Editor's note: This article was published in the January/February 2024 print edition. RDH magazine. Dental hygienists in North America are eligible for a free print subscription. Sign up here.
References
- Needleman I, Ashley P, Fine P, et al. Oral health and elite sports performance. Br J Sports Med. 2015;49(1):3-6. doi:10.1136/bjsports-2014-093804
- Khan K, Kadir A, Trackman G, and other elite athletes' consumption of sports drinks and energy drinks, oral health issues, and effects on performance. nutrients. 2022;14(23):5089. Published November 30, 2022. doi:10.3390/nu14235089
- Kragt L, Moen MH, van den Hoogenband CR, Walvius EB. Oral health of Dutch elite athletes before Rio 2016. physics sports med. 2019;47(2):182-188. doi:10.1080/00913847.2018.1546105
- Azeredo FN, Guimarães LS, Ruiz W, Fialulho S, Alves-Antunes LA, Antunes LS. Estimating dental caries prevalence in athletes: an epidemiological systematic review and meta-analysis. Indian J Dent Less. 2020;31(2):297-304. doi:10.4103/ijdr.IJDR_764_18
- Gallagher J, Ashley P, Petrie A, Needleman I. Effects on oral health and performance in elite and professional athletes. Community Dent Oral Epidemiol. 2018;46(6):563-568. doi:10.1111/cdoe.12392
- Mahr CL, Richter L, Charak N et al. Orofacial status and oral health behaviors in young athletes: A comparison of amateur and competitive sports. Scand J Med Sci Sports. 2022;32(5):903-912. doi:10.1111/sms.14143
- de Queiroz Gonçalves, PHP, Guimarães, LS, de Azeredo, FNA other. Prevalence of dental erosion in athletes and its relationship with isotonic drinks: a systematic review and meta-analysis. Sports Science Health 16, 207–216 (2020). https://doi.org/10.1007/s11332-020-00624-8
- Nascimento BL, Zen IR, DeMenci LS, Mazetto NC, Spada PP. Triathlon athletes' knowledge of the relationship between oral health and performance. R.S.B.O. 2015:12(4),352-355.
- Athletes and their oral health. Century Dental. September 20, 2022. www.centurydental.org/athletes-and-their-oral-health
- Tanabe Ikegawa M, Takahashi T, Tadanori H, Mitsuyama A, Ueno T. Interactive effects of dilute sports drink hydration and water gargles on salivary flow, pH, and buffering capacity during ergometer exercise in young adult volunteers. J Oral Science. 2018;60(2):269-277. doi:10.2334/josnusd.17-0183
- Moore AB, Calleros C, Aboytes D. Oral health risks posed by swimming. Dental hygienist dimensions. 2018;16(8):45-48.
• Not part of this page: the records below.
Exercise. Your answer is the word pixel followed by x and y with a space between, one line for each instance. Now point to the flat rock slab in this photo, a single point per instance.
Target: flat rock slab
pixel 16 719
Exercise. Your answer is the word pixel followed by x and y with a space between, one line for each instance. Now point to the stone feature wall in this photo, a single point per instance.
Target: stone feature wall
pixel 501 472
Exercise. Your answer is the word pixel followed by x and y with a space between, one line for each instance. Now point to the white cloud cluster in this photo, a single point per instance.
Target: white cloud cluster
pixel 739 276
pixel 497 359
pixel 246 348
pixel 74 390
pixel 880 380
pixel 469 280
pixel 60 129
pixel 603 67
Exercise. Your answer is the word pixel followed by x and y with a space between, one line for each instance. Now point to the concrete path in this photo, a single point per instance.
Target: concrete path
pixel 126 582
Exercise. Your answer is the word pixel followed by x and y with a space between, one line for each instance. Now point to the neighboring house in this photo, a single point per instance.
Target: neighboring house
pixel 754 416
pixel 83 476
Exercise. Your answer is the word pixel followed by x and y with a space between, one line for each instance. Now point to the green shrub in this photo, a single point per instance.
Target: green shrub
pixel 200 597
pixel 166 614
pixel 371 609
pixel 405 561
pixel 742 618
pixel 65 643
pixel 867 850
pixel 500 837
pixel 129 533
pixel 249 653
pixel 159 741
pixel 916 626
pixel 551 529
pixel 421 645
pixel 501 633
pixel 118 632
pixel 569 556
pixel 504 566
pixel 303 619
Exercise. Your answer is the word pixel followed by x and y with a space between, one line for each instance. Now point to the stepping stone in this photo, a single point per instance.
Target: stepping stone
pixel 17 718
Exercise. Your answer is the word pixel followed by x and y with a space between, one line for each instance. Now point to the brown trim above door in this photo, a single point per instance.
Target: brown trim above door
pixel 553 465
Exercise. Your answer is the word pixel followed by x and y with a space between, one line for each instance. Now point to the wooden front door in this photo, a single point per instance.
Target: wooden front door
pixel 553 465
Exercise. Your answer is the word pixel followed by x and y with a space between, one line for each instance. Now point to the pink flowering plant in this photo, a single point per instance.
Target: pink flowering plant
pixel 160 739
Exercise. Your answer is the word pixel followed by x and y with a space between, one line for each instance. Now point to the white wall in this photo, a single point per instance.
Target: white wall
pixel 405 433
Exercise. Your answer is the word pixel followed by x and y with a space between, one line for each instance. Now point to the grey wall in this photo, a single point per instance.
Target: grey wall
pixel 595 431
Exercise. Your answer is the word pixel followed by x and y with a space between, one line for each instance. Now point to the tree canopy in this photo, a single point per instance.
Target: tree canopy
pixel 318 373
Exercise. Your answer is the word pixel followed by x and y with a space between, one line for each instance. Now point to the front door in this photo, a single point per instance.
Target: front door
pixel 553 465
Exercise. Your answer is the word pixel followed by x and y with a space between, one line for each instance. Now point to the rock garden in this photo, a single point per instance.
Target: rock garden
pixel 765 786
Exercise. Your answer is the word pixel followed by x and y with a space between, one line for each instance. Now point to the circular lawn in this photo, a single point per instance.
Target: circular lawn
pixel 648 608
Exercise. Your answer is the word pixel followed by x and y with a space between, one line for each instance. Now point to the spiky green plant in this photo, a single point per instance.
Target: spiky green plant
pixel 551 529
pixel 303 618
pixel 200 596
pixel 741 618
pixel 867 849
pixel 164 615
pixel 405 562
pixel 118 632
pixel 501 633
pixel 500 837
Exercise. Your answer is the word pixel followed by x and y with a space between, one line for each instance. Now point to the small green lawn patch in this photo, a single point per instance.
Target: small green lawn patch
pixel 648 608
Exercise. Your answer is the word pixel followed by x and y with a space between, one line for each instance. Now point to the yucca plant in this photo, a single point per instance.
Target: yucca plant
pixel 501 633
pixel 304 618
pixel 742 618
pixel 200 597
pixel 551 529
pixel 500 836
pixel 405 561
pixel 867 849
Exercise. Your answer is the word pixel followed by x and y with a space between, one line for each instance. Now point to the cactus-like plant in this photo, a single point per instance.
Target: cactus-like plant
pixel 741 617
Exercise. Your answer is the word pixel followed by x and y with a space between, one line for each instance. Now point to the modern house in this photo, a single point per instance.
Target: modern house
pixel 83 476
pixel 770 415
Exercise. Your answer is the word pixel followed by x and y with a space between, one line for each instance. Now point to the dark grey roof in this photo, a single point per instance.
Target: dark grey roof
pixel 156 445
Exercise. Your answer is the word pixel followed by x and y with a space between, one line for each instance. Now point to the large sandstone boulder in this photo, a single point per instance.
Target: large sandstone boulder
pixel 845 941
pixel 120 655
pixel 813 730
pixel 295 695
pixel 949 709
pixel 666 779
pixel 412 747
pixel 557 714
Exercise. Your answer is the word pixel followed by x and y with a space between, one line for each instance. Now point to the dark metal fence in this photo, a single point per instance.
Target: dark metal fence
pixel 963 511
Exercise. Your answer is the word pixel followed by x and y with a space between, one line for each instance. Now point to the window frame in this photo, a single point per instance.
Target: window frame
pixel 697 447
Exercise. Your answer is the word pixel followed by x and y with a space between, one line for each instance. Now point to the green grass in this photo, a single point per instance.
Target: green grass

- A study by Race R. found that swimmers were six times more likely to see dirty teeth. swim swim. August 11, 2021. swimswam.com/study-finds-swimmers-six-times-more-likely-to-see-stained-teeth
- Strauss R. Are you a frequent swimmer? Your oral health may deteriorate further. Oral health group. December 23, 2022. www.oralhealthgroup.com/features/frequent-swimmer-your-oral-health-may-be-grimmer
- Dufour AP, Behimer TD, Cantu R, Magnuson M, Weimer LJ. Ingestion of pool water by recreational swimmers. J Water Health. 2017;15(3):429-437. doi:10.2166/wh.2017.255
Sherry Basham, MSDH, RDH He received degrees from Northern Arizona University and Old Dominion University. Sherry is an active member of the Virginia Dental Hygienists Association and serves as a liaison between VDHA and the Virginia Association of Free and Charitable Clinics. She is a public health advocate and passionate about building health awareness in her community. She and her husband are avid runners and enjoy traveling to various races.